For extra security, you can add a firmware password to Macs, especially since Find My Mac is essentially useless (unlike for iPads, which have an activation lock preventing thieves from reactivating the iPad after a factory reset) and DEP-to-MDM enrollments for Macs can even be avoided by thieves if they're resourceful enough.
If you have a laptop with a firmware password, you need that password to boot from anything except the startup disk. Combine that with FileVault encryption, and a stolen Mac is pretty much useless. Doesn't mean that you'll necessarily get it back, but the likelihood is higher if the device is useless to thieves.

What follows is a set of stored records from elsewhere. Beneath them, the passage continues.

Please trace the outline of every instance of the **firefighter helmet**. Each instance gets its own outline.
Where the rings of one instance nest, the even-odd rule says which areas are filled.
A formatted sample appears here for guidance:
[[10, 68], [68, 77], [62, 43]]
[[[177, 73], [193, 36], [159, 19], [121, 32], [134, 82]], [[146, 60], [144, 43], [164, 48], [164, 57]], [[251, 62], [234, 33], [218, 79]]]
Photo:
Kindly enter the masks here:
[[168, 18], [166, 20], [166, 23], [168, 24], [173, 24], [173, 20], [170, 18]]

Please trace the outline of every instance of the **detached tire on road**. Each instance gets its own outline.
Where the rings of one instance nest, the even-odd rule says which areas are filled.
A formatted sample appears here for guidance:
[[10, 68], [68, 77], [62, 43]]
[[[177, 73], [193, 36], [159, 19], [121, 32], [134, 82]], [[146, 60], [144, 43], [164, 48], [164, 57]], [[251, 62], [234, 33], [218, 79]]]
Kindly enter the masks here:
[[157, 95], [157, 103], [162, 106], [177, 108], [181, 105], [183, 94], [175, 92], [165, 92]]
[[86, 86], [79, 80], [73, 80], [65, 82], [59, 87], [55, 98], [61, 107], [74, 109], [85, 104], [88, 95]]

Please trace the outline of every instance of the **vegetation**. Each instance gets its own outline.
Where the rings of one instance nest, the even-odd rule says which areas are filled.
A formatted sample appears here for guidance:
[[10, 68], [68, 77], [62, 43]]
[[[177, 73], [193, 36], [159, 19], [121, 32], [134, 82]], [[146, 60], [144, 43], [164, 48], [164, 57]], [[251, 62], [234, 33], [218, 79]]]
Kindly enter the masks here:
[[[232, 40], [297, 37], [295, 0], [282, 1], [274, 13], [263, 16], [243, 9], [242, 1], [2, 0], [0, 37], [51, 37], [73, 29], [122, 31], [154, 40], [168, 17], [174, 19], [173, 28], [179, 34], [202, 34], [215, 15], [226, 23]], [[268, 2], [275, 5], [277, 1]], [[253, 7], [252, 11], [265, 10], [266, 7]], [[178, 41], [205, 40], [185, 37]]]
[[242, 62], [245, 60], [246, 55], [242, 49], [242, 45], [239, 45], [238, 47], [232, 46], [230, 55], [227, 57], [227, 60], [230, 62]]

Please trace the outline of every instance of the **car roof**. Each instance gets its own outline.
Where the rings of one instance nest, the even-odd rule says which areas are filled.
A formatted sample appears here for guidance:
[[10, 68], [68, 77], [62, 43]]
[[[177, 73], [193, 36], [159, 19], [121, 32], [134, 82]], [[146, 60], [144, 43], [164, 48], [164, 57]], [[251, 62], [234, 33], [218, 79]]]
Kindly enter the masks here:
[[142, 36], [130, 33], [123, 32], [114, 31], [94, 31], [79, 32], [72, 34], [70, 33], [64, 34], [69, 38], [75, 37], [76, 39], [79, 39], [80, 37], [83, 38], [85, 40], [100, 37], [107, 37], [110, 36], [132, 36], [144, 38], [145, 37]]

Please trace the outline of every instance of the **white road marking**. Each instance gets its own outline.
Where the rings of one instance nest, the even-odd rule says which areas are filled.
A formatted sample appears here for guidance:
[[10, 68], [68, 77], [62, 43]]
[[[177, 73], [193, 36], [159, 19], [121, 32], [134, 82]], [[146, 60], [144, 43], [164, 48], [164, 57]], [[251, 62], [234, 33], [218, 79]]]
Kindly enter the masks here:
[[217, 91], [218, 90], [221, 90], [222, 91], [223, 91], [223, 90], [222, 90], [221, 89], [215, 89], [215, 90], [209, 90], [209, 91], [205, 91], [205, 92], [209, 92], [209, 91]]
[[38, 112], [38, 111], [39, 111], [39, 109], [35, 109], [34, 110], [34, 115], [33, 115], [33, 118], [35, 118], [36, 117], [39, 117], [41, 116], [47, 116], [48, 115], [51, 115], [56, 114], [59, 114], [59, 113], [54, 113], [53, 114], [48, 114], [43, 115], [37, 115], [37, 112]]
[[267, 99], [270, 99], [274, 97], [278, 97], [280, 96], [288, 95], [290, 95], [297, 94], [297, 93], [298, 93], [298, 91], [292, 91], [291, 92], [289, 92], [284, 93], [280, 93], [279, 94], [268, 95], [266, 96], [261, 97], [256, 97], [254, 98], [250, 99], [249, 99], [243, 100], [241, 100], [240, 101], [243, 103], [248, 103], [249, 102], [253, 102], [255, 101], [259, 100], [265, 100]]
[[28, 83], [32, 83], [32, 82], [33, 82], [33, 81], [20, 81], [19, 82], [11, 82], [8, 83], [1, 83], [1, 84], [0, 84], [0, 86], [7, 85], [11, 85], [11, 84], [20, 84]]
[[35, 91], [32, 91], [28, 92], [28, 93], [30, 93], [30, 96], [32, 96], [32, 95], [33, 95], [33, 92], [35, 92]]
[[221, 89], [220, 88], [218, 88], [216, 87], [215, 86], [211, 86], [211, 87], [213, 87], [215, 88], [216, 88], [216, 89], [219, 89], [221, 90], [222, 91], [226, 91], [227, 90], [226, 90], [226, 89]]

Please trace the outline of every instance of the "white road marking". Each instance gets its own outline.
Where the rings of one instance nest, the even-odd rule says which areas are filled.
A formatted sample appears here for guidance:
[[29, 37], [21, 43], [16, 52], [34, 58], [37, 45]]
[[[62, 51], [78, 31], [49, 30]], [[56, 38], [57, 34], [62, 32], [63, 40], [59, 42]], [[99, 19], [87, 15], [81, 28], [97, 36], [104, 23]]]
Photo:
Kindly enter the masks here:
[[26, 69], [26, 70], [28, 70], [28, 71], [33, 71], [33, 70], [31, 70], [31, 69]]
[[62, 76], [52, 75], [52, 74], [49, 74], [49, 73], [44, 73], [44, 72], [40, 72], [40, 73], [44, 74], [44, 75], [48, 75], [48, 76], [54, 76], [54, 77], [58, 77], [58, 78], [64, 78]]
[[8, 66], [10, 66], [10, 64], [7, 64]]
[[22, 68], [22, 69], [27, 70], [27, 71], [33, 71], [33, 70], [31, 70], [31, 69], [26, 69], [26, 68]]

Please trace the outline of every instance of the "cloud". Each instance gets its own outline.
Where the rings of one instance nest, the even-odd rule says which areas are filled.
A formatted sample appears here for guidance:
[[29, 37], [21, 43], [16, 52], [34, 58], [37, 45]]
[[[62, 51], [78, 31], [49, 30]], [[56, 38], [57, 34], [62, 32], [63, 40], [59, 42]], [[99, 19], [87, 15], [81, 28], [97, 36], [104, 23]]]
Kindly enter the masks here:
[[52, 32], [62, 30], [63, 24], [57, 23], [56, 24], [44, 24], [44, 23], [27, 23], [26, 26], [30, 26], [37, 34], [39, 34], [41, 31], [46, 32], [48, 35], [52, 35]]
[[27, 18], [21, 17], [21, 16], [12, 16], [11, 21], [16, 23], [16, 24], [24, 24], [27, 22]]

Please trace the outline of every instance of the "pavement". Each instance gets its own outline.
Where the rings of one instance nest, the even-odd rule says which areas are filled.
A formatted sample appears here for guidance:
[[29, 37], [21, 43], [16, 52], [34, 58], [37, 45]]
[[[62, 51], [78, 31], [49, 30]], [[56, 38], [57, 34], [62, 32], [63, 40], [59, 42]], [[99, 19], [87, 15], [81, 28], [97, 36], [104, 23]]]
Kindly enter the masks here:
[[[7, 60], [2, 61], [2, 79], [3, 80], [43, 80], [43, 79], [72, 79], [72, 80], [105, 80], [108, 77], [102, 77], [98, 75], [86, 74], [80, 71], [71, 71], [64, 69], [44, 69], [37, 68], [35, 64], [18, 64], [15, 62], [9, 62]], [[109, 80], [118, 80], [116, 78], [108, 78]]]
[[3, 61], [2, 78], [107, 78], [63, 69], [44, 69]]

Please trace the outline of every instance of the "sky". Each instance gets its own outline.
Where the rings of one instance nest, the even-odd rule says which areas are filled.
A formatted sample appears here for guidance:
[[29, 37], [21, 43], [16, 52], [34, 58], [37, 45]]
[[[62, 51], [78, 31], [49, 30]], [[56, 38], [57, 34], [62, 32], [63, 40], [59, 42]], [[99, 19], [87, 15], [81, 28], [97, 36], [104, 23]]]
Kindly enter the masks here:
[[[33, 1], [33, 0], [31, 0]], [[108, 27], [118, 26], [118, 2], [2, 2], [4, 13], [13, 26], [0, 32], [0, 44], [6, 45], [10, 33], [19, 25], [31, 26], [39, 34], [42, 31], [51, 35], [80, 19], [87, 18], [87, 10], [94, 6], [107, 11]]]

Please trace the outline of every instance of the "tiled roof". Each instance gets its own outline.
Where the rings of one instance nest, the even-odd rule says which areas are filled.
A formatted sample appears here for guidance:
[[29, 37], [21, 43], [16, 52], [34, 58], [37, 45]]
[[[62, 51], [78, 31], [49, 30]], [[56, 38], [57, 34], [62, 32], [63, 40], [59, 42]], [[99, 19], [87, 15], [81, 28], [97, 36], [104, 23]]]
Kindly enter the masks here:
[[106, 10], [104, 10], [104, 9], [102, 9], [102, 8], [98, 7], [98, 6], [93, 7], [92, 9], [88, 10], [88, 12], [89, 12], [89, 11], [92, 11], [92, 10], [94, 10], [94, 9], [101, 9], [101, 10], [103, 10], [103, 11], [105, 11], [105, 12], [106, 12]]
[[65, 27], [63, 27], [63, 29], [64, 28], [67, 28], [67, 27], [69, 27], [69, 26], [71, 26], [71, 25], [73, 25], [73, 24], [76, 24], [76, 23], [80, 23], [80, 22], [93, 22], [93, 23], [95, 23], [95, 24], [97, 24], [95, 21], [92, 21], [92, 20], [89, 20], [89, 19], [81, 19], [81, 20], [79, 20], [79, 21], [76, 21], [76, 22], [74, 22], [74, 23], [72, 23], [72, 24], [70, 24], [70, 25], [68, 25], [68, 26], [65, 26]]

You can, of course, enable the firmware password via Recovery Mode, but it's easier to do it from the command line:
sudo firmwarepasswd -setpasswd
You'll be prompted for the new firmware password. Afterwards, you'll need to reboot the machine for the change to take effect. (Be sure to make sure you have an actual startup disk selected in System Preferences!)
There are two modes for a firmware password: command and full. By default, the firmware password mode will be command, which means you'll be prompted for the password only if you boot from something other than the startup disk. If, for some strange reason, you want the mode to be full, it would mean you'd be prompted for a firmware password at every boot, regardless of what you're booting to.

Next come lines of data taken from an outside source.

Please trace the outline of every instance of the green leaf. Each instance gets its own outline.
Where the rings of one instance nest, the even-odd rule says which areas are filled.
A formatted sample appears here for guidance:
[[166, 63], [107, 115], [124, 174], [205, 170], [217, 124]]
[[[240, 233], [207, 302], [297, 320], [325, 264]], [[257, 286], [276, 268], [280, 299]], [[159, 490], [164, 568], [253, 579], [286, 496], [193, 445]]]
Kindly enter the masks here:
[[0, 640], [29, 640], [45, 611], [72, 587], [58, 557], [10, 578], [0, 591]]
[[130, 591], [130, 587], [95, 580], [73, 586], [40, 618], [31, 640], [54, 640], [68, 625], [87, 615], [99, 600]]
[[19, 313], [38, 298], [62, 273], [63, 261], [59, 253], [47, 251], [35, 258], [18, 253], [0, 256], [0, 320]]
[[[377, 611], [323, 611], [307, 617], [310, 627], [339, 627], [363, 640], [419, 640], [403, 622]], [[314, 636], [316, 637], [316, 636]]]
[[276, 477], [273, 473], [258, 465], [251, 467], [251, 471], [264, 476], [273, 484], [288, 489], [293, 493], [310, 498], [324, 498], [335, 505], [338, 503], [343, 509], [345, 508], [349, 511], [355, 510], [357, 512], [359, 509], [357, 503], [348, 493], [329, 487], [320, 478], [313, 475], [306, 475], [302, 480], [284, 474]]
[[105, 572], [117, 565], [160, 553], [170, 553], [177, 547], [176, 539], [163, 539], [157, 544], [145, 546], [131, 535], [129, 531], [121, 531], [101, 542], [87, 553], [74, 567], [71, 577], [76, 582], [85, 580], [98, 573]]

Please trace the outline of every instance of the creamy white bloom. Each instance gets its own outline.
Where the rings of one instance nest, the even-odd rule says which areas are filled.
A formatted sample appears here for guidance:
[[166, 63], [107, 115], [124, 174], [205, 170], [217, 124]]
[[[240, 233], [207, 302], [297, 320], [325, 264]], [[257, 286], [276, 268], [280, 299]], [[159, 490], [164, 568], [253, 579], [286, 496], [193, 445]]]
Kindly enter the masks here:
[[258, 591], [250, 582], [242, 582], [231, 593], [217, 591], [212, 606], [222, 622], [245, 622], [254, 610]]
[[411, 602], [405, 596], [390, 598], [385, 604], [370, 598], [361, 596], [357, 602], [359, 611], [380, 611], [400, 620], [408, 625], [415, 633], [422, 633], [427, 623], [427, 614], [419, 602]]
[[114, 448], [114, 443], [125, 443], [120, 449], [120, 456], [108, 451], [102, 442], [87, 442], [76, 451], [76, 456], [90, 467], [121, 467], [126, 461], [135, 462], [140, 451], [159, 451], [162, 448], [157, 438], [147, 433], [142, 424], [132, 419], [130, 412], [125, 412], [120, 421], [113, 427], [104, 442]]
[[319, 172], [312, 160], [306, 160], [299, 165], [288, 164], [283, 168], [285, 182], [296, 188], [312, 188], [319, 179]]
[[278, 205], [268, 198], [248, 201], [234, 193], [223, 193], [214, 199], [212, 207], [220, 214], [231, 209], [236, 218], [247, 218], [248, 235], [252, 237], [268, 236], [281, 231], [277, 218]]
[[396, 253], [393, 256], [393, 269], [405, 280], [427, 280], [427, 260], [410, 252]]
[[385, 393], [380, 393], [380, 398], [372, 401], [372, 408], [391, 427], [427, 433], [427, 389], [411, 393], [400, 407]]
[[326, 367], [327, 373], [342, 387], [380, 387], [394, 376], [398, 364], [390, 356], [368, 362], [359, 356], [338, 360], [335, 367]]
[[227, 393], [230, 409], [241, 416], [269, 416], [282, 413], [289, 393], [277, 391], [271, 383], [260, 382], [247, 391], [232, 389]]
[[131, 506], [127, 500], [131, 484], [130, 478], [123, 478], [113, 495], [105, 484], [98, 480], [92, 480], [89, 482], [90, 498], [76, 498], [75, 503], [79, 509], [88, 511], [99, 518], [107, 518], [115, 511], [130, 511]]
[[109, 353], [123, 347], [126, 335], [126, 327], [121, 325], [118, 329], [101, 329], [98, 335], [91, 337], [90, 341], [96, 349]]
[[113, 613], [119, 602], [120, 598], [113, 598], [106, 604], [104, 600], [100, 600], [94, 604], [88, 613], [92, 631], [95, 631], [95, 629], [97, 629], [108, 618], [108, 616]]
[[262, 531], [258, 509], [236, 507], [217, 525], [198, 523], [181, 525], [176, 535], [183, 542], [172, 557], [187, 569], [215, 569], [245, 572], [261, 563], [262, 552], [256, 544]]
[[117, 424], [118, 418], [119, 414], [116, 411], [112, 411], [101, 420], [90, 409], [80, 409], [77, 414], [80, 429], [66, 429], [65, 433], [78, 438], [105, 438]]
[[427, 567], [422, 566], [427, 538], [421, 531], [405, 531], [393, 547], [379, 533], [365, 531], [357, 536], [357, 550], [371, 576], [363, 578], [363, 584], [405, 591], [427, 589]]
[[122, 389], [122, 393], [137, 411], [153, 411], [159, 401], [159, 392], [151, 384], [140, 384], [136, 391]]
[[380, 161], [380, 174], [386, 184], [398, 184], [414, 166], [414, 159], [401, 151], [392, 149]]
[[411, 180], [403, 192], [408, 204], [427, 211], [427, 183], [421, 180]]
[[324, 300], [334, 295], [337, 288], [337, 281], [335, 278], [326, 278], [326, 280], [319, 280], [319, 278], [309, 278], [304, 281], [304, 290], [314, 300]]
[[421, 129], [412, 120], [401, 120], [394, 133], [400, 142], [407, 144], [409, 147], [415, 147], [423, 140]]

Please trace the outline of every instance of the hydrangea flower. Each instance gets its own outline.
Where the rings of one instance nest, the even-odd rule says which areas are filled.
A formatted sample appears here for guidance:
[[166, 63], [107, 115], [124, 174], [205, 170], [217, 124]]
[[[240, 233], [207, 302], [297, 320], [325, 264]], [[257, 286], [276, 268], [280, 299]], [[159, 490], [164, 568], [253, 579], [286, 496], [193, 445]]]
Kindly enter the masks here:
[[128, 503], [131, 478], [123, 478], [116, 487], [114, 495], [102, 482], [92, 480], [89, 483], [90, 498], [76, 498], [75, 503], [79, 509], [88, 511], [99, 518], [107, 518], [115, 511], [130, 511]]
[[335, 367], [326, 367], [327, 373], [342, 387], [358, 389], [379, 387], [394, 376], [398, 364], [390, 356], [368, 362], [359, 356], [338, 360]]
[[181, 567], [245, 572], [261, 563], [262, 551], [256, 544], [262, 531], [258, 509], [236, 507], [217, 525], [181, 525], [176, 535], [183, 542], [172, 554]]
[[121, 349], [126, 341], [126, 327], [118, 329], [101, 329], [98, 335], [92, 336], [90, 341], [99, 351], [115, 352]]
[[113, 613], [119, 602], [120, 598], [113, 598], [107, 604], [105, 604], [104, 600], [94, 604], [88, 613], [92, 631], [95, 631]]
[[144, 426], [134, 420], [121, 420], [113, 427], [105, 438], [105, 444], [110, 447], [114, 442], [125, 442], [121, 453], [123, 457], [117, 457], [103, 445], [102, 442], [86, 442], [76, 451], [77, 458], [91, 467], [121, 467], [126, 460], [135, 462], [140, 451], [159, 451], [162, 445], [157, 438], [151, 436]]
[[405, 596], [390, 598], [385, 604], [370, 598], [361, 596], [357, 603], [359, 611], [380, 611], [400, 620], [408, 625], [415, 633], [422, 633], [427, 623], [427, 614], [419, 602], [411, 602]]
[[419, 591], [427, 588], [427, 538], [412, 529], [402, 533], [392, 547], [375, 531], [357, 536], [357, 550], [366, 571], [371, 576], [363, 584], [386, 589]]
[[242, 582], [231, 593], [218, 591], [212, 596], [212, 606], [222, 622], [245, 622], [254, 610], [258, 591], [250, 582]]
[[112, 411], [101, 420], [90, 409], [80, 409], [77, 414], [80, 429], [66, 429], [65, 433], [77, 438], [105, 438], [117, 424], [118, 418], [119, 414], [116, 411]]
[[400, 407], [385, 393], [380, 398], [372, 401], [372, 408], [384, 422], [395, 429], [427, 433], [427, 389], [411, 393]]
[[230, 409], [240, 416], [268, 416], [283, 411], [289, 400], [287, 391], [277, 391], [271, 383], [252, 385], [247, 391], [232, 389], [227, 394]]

A few other commands you might find useful...
sudo firmwarepasswd -check
checks to see if the firmware password is set.
sudo firmwarepasswd -verify
allows you to verify you have the correct password (without rebooting).
sudo firmwarepasswd -delete
deletes the firmware password. You'll need the current one to delete it, of course.
If you want to script firmware password setting, someone wrote a fairly simple script that does it. There's also firmware password manager,
which is a far more sophisticated way to manage firmware passwords.